Friday, December 22, 2006

Holidays

Happy Solstice! Merry Christmas! Happy Holidays!

To tell you the truth I'm feeling rather disappointed about the Holidays this year. I won't be getting the big family Christmas at Mom's like I'd dreamt about while in California. Howard has to work on Christmas Eve, so we will be home, just the three of us. Well it might be 4 if David doesn't go to his friends house for Christmas. We will have a nice dinner because Howard will have Christmas day off. We will open presents in the morning and watch Aidan play.

For some reason I'm feeling kind of depressed. That is odd for me because I never get depressed, a little down or blue perhaps, but this is more than that. I'm also overly emotional about everything. Maybe it's just the fact that so many things seem to be either going badly or not happening at all.

1) Howard has to walk, hitch-hike and or catch a ride with people he works with, just to get to work.

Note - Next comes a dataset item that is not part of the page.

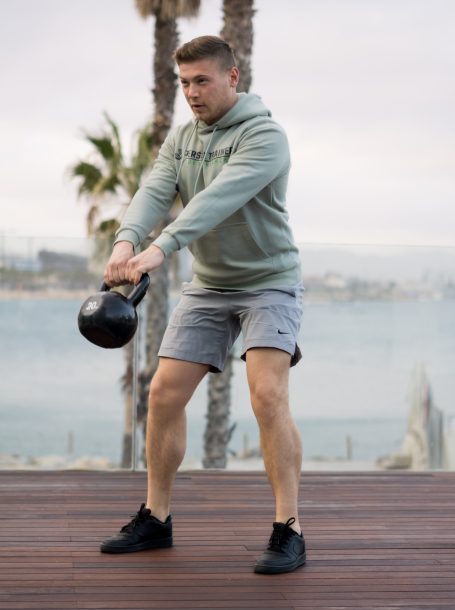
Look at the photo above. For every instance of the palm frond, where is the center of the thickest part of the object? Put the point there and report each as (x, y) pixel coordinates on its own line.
(168, 9)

2) Aidan has started this screaming thing. He screams for no reason at all, or because he didn't get what he wanted, or because I asked him to do something, or because I want him to ask please. He will scream even when he knows he will get in trouble for it.

3) David hasn't found work yet, which means that we have to cover all the rent and most of the bills. He thinks he can get the electric and gas bills taken care of.

4) I'm getting more headaches than I used to. Some of them are migraines, some of them are stress headaches, and some are sinus related.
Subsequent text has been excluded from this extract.